When Nancy divorced, she returned home to visit her parents and called Steve. He drove over to show her his brand-new baby. "We looked at each other over the car seat and he said, 'This should have been our baby.' And I said, 'I know!'" They both admitted that they considered themselves soul mates, and began planning an exit. But while Nancy slipped out of her marriage easily, Steve got some sobering news: his wife had gotten pregnant. "He wanted to leave her, and I said no, he had to stay for at least five years," says Nancy. "And he did."

Those years passed as Nancy and Steve met in motels, waiting for the right time for him to extricate himself. Contrary to what usually happens in TV movies, he actually did it, and he and Nancy married eight years ago. "It wasn't always easy, but knowing we could have missed this opportunity altogether made us work harder to get through the hard times," says Nancy. "We're each other's true loves."

The Expert Says

"Timing is everything," says Jacobs. "Maybe you are perfectly suited for someone, but you just aren't ready to commit. If you meet that person years later, when you are ready and you can take on the responsibilities of long-term love, everything can be different." In this case, of course, the risk was high, and the difficulties were huge. "This situation is certainly not ideal," he says. "You sure wouldn't want to structure your life this way if you had the choice."

"When you reunite, it's a powerful connection, and it's become trendy because of the Internet," says Kalish. "But the basic principle is the same: if you go looking for a love that was interrupted, the feelings that arise may not be in your control. If you want to protect your marriage, don't go there."

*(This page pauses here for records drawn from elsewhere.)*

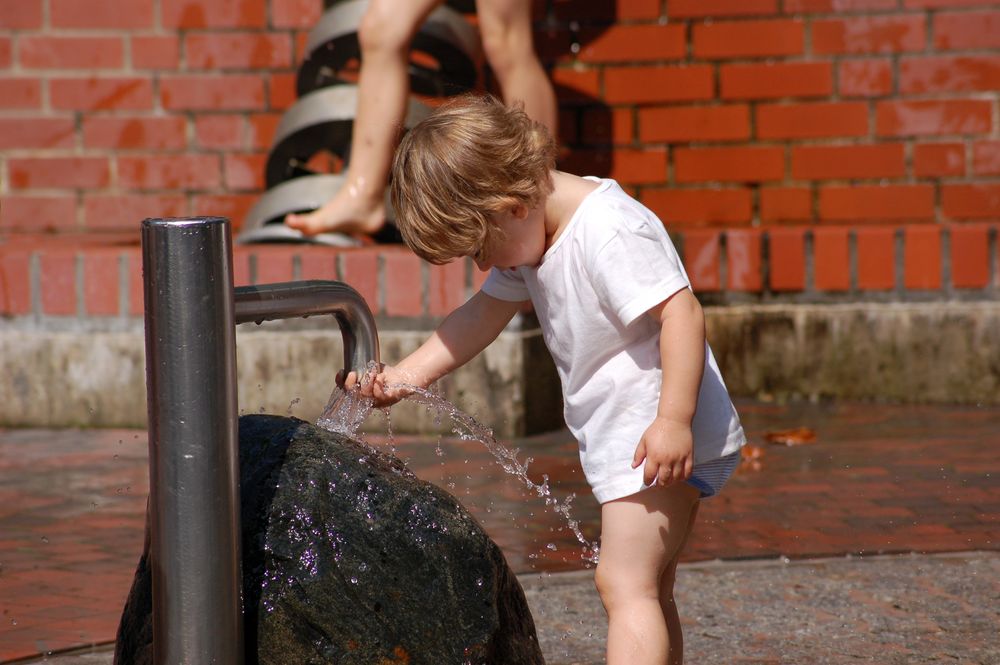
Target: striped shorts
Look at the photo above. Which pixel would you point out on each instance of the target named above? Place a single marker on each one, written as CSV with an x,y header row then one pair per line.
x,y
709,477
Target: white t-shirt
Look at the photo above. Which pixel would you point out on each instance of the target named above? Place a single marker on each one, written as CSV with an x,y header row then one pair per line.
x,y
611,264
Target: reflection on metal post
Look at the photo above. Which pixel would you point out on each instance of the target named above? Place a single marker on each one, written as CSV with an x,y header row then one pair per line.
x,y
194,467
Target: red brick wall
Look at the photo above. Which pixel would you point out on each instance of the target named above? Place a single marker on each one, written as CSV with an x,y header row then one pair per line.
x,y
807,147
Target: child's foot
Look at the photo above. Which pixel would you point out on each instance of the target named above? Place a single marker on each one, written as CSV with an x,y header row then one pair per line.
x,y
341,214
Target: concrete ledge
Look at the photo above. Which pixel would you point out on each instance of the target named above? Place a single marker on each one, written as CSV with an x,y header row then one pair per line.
x,y
905,352
920,352
97,379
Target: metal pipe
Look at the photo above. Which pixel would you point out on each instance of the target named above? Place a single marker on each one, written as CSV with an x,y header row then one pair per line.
x,y
285,300
191,310
193,439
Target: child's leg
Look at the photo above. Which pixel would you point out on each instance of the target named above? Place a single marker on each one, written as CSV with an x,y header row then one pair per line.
x,y
641,538
509,47
667,604
386,31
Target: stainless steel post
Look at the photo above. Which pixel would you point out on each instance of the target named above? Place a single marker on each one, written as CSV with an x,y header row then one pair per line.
x,y
194,467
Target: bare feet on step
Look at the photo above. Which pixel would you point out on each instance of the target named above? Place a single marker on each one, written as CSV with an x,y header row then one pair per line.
x,y
341,214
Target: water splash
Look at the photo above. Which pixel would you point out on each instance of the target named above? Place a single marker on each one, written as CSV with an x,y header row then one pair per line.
x,y
347,410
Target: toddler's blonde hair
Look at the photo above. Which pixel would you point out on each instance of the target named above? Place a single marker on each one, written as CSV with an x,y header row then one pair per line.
x,y
470,159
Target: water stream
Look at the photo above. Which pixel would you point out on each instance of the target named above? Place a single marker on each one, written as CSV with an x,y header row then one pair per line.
x,y
348,409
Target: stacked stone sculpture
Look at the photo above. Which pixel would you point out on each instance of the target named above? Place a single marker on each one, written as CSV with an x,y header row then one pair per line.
x,y
446,61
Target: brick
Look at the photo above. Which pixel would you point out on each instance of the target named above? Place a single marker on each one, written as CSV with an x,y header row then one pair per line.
x,y
102,94
945,4
935,160
831,259
38,214
604,126
681,124
830,6
232,206
317,262
15,281
876,251
967,30
709,8
976,201
219,131
748,39
633,43
922,257
786,259
986,158
848,162
918,75
819,120
633,166
869,34
57,281
737,164
403,283
874,202
865,78
104,14
135,132
21,14
446,288
243,171
100,281
301,14
238,50
20,94
574,84
155,51
217,14
743,250
44,52
56,172
700,207
31,133
701,259
170,172
125,212
274,263
359,269
281,92
262,129
218,92
776,80
638,85
933,117
133,263
786,204
970,259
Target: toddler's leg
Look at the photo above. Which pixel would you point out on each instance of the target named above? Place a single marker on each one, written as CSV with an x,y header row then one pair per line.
x,y
641,538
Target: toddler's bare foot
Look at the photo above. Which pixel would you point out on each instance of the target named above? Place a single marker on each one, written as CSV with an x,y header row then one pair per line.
x,y
341,214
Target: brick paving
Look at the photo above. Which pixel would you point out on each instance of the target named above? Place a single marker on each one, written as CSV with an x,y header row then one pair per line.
x,y
879,479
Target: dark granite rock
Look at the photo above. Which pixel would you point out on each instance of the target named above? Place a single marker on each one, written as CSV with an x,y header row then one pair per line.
x,y
350,559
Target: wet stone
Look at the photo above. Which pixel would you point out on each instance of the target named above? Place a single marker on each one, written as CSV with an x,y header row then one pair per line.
x,y
348,558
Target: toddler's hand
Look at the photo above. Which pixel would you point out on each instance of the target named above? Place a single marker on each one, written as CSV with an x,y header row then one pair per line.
x,y
667,447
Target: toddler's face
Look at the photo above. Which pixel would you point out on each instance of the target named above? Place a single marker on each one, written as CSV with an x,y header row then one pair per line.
x,y
521,243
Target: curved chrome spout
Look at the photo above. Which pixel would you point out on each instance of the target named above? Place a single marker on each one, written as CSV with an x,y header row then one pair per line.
x,y
286,300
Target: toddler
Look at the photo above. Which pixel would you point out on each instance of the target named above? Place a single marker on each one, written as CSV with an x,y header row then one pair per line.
x,y
642,393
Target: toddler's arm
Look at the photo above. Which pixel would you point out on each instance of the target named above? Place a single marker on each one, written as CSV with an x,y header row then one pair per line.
x,y
460,337
667,445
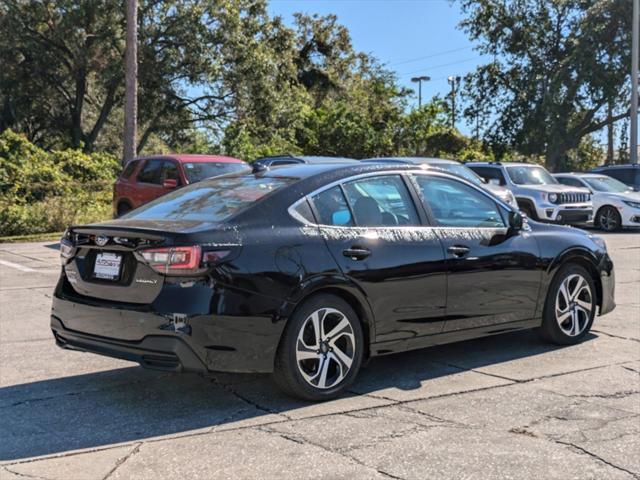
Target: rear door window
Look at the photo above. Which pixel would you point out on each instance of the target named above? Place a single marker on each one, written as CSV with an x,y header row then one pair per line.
x,y
454,204
170,171
151,172
212,200
332,207
381,202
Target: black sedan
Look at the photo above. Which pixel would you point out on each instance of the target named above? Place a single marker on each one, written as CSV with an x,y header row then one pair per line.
x,y
307,271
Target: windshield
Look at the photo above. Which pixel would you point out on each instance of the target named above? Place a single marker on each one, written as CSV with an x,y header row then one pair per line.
x,y
196,171
530,176
606,184
209,201
460,170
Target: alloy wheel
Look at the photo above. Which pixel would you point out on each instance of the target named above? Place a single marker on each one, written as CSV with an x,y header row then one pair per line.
x,y
325,348
574,303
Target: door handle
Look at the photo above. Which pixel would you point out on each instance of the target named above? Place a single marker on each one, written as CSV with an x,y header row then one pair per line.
x,y
458,250
356,253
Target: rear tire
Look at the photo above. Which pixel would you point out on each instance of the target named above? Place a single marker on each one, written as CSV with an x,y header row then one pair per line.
x,y
321,350
608,219
570,306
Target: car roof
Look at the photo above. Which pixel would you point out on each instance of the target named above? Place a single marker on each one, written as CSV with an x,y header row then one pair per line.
x,y
190,157
607,167
309,159
414,160
503,164
580,174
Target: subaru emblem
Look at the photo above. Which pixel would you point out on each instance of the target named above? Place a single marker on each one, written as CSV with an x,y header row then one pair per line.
x,y
102,240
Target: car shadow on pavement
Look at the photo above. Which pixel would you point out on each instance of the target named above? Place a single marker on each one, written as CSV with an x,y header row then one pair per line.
x,y
132,404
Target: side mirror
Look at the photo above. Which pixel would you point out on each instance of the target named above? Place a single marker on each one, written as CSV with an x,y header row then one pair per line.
x,y
515,221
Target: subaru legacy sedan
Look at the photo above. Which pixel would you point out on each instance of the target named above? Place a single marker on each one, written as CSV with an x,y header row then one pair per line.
x,y
307,271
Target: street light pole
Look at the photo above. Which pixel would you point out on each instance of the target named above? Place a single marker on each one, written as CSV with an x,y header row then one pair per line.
x,y
635,40
131,82
419,80
455,82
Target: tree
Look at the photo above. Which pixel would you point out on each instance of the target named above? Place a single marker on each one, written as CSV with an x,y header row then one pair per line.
x,y
557,65
62,76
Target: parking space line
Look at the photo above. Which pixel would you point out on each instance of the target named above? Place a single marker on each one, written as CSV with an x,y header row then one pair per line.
x,y
17,266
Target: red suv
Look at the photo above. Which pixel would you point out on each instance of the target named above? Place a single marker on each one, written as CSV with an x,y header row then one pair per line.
x,y
144,179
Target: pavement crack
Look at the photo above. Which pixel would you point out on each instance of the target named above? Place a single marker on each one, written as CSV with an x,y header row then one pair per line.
x,y
121,461
248,401
596,457
342,453
631,339
22,474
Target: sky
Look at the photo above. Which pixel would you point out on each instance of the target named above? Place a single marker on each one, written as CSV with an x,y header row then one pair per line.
x,y
411,37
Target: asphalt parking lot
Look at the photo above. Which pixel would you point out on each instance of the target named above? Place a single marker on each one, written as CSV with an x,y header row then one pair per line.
x,y
502,407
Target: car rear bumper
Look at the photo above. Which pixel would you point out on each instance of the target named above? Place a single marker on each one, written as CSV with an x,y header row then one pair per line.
x,y
157,352
228,331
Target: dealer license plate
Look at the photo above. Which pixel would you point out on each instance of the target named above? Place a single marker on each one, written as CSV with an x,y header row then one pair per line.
x,y
107,266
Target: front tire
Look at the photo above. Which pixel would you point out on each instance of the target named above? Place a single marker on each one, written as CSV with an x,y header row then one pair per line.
x,y
608,219
321,350
570,306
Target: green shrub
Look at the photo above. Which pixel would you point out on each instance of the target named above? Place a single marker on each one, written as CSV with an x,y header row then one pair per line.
x,y
44,191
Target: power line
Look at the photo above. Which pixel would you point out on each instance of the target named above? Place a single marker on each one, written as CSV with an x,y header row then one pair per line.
x,y
437,54
434,67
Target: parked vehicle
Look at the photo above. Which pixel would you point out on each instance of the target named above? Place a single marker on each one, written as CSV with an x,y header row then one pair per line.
x,y
278,160
308,270
457,168
628,174
147,178
615,204
539,195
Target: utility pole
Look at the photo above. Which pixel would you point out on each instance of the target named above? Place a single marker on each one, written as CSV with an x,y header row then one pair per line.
x,y
609,160
131,82
455,83
419,80
635,41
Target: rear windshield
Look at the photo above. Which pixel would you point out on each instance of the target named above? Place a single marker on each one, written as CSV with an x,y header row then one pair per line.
x,y
196,171
209,201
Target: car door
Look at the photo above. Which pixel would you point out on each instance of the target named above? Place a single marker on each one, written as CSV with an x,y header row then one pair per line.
x,y
493,274
375,233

In the end, even a quick trip through Kalish's site proves that the human heart does not always listen to the brain it's connected to. As happy and secure as you think your relationship is, it's not impervious to a bolt of lightning. So if you find your fingers wandering curiously across the keyboard, and you find yourself yearning for a sweet sweet taste of yesterday-pie, put down the mouse and go for a jog. And give your husband an extra kiss. He doesn't need to know why.